Donetsk et Lougansk se sont déclarées « républiques souveraines » en avril 2014, mais « elles sont pilotées de l’extérieur par Moscou », affirme le rapport. La main de Moscou, incarnée par Vladislav Sourkov, conseiller du président Poutine, a ses correspondants et vassaux locaux dans les deux républiques séparatistes. Ils sont « souvent issus d’organisations ou de projets politiques directement liés au Kremlin » et proches de tendances néo-nazies ou nationalistes. C’est naturellement Moscou qui fait les rois, comme en témoignent plusieurs dirigeants séparatistes.
« Malheureusement, dit le rapport, le pilotage à distance de Moscou ne favorise pas le respect des lois dans les républiques séparatistes livrées au despotisme et à la corruption ». Scandales dans la distribution de l’aide humanitaire venue de Russie, « tribunaux populaires » spontanés qui condamnent des gens à mort… la catastrophe humanitaire est bien évidemment politique.
« Pourquoi Poutine a-t-il besoin de cette guerre ? Tel est le titre du premier chapitre du rapport. Et la réponse apportée sans ambiguïté, c’est « pour rehausser sa popularité ». Le scénario du « retour de la Crimée dans le giron russe » écrit et planifié à l’avance, n’était pas suffisant. Des « efforts durables visaient depuis longtemps à affaiblir l’économie et le système politique ukrainien dans son ensemble » Il ne faut pas oublier que le Maidan avait fait peur à Poutine, parce qu’il recelait des promesses d’instauration de la démocratie.

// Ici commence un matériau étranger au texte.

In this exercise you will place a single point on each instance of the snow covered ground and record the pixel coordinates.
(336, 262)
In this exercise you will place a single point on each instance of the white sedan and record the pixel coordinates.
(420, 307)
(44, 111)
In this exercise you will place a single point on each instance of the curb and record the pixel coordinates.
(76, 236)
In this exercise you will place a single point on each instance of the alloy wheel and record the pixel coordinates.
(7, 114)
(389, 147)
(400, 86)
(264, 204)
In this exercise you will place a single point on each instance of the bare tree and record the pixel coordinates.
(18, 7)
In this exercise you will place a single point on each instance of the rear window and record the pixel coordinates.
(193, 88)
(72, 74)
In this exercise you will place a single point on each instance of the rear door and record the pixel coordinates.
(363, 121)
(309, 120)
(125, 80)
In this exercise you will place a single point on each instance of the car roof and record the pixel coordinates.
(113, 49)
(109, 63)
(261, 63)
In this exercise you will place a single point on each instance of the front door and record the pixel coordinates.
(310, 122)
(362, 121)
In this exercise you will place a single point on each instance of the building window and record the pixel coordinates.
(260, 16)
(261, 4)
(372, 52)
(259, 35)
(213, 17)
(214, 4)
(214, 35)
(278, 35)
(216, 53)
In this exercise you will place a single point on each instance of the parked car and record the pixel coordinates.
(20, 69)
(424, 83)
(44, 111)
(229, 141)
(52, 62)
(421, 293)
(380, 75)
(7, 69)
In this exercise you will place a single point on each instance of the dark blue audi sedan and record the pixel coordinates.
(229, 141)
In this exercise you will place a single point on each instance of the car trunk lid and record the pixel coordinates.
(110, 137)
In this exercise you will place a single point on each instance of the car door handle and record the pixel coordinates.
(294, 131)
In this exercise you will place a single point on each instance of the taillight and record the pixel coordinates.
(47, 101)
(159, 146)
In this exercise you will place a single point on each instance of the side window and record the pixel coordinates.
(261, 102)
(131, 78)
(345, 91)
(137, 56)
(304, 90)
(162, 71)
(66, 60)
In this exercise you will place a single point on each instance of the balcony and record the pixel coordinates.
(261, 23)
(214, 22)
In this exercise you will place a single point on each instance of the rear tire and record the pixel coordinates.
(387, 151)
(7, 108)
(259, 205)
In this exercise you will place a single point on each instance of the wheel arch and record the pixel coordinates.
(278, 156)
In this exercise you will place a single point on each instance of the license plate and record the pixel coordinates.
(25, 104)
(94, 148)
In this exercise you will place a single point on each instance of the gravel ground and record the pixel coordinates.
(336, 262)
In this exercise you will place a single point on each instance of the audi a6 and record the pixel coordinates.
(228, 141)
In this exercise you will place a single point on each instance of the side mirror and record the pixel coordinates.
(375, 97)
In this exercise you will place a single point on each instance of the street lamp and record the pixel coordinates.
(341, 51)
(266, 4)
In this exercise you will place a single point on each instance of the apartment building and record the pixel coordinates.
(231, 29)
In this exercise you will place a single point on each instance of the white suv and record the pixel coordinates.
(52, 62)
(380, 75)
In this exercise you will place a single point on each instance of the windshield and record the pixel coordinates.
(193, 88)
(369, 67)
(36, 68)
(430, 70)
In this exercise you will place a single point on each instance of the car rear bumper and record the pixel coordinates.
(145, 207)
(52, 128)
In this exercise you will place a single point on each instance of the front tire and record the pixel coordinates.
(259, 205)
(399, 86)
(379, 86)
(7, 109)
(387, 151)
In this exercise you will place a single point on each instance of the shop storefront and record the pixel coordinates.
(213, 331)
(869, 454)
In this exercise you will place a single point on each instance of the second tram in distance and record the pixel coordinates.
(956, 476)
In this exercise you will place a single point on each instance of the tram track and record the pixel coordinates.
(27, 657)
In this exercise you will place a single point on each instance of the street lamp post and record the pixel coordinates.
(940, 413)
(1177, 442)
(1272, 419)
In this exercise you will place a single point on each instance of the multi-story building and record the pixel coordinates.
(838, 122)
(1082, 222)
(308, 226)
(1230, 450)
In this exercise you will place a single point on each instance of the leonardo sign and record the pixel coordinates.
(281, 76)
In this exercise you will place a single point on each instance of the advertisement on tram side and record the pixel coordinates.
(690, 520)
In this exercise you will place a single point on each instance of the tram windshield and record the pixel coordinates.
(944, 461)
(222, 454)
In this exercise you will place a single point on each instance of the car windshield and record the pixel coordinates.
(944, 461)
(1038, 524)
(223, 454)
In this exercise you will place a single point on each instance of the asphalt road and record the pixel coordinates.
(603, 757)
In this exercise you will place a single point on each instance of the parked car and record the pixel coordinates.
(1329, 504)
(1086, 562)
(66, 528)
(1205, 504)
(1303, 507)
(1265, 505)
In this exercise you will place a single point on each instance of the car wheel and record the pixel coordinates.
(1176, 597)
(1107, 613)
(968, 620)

Un révélateur du "poutinisme"
Ce rapport, qui montre clairement le rôle de la guerre dans le système poutinien, est en même temps, pour Michel Eltchaninoff, un « révélateur du poutinisme ». On y lit à livre ouvert les caractères du régime.
« De 2000 à 2012, l’accord était le suivant : si les Russes ferment les yeux sur les méthodes autoritaires de l‘Etat, s’ils ne disent rien des détournements d’argent et de la corruption à grande échelle, le Kremlin promet une stabilisation sociale et une hausse régulière du niveau de vie. Elaboré sur le modèle d’une économie de rente, ce schéma n’a pas résisté à la baisse du prix des matières premières ».
Après il a fallu trouver autre chose. Charm-el-Cheikh, où a eu lieu l’attentat contre un avion de touristes russes, marque l’entrée dans une autre période : la défense de la Russie contre un Occident structurellement hostile. « L’homme russe dépassera l’égoïsme bourgeois importé d’Europe. » « L’homme du monde russe pense d’abord qu’il existe… un principe moral supérieur ». La « russité », appuyée par l’Eglise orthodoxe inféodée au régime, est mise en avant, tandis qu’un complexe obsidional s’est emparé à nouveau du Kremlin. Poutine dénonce chez ses opposants une 5ème colonne la rongeant de l’intérieur, alors qu’avec ses « frères » d’Eurasie la Russie éternelle part en guerre contre l’Occident décadent et ses « marchés » sataniques. Pour Poutine, pas de doute, Boris Nemtsov faisait évidemment partie de cette 5ème colonne.